A cobertura especial d’A Feira do Livro, que acontece de 14 a 22 de junho, é apresentada pelo Ministério da Cultura e pela Petrobras
MINISTÉRIO DA CULTURA E PETROBRAS APRESENTAM


A FEIRA DO LIVRO 2025, Editora 451,
Milly Lacombe e Mayra Cotta defendem feminismo que vá além de ocupar espaço dos homens
Escritoras reforçaram caráter coletivo da luta feminista e apontaram limitações da esquerda brasileira na defesa das mulheres
17jun2025Que feminismo estamos propondo? A escritora e jornalista Milly Lacombe preferiu responder à questão lançada pela mediadora Iara Biderman, na mesa Pensando bem, com a pergunta inversa. “O que a gente não propõe? Colocar mulheres em situação de poder para que elas façam as coisas como sempre foram feitas”, afirmou ela durante a calorosa conversa na fria noite desta segunda-feira (16), com a escritora e advogada Mayra Cotta.

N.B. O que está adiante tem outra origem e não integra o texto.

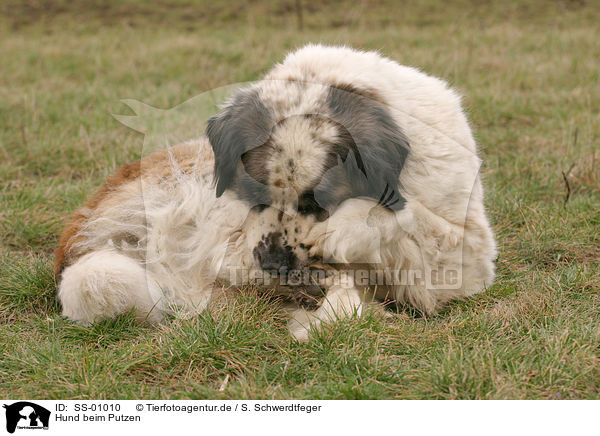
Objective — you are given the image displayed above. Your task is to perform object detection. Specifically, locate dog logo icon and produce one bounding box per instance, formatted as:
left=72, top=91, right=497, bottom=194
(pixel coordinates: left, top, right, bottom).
left=3, top=401, right=50, bottom=433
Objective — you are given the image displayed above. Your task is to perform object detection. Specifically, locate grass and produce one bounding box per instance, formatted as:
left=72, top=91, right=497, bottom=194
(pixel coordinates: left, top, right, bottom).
left=0, top=0, right=600, bottom=399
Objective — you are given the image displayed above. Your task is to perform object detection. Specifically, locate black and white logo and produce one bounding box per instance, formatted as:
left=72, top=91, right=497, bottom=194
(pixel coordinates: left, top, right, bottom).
left=3, top=401, right=50, bottom=433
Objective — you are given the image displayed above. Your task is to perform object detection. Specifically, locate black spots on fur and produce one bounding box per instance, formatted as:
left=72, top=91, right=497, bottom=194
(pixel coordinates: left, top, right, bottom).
left=206, top=89, right=272, bottom=197
left=295, top=190, right=329, bottom=221
left=252, top=232, right=297, bottom=271
left=327, top=85, right=409, bottom=210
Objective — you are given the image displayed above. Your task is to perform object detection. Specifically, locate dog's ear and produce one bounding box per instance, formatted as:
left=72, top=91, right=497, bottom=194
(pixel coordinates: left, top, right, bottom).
left=327, top=85, right=409, bottom=210
left=206, top=89, right=270, bottom=197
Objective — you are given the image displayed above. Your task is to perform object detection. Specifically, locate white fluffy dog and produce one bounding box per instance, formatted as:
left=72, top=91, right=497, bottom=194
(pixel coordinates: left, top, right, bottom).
left=56, top=45, right=496, bottom=339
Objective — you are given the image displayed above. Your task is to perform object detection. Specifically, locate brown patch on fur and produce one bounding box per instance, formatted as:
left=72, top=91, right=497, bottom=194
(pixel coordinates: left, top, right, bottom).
left=54, top=142, right=213, bottom=281
left=54, top=161, right=141, bottom=279
left=242, top=144, right=273, bottom=185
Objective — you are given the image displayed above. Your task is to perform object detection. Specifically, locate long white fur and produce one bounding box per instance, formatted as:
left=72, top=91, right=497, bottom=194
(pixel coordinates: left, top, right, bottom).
left=58, top=45, right=496, bottom=339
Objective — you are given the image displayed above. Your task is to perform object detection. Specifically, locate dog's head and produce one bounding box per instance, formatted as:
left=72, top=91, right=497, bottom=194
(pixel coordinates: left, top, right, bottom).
left=206, top=80, right=408, bottom=278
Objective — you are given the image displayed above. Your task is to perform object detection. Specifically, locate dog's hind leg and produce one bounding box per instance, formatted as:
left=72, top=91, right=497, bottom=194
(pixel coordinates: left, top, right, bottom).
left=288, top=271, right=363, bottom=341
left=57, top=249, right=162, bottom=324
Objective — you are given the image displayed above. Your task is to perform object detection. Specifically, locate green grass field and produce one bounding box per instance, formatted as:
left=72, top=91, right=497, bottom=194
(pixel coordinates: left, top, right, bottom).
left=0, top=0, right=600, bottom=399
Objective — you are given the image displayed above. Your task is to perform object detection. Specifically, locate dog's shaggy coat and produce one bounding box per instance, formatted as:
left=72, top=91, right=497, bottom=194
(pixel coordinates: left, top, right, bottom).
left=55, top=45, right=496, bottom=339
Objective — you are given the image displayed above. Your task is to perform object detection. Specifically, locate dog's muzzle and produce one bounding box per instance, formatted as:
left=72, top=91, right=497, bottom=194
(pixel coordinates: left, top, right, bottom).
left=253, top=232, right=297, bottom=273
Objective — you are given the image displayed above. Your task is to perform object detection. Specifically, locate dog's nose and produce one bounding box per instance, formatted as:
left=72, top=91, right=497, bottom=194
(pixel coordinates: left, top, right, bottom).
left=253, top=233, right=295, bottom=272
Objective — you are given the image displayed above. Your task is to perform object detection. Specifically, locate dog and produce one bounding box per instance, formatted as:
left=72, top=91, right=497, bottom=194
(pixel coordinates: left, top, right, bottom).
left=55, top=45, right=496, bottom=340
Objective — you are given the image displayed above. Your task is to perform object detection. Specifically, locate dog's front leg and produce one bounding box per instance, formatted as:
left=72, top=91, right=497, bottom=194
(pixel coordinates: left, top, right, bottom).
left=288, top=271, right=363, bottom=342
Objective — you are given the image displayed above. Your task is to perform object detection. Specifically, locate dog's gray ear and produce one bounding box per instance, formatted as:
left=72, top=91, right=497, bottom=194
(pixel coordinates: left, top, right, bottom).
left=206, top=89, right=270, bottom=197
left=327, top=85, right=409, bottom=210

“A gente chama esse feminismo de liberal. ‘Eu fui oprimida a vida inteira e agora quero ter o direito de oprimir’. Não funciona. Se a gente não chegar a espaços de poder para mudar a estrutura, não vai funcionar.”

Cotta logo trouxe à mesa palavras que considera indissociáveis do debate feminista: revolução e luta de classes. “Feminismo tem que ser comprometido com a luta de classes, é essa dimensão que estrutura as opressões e os privilégios na nossa sociedade. Não é uma disputa por ocupar lugares que hoje são ocupados por homens.”
Lacombe, que escreveu Feminismo para não feministas (Planeta, 2024) e O ano em que morri em Nova York (Planeta, 2023) lembrou ainda que “outro feminismo que a gente não quer é o feminismo que diz ser mulher contra homem”. “O machismo e a misoginia são estruturas de poder que aprisionam todo mundo, o machismo e a misoginia fazem muito mal aos homens. Quando entendemos o que é o feminismo, entendemos que a emancipação é para todo mundo.”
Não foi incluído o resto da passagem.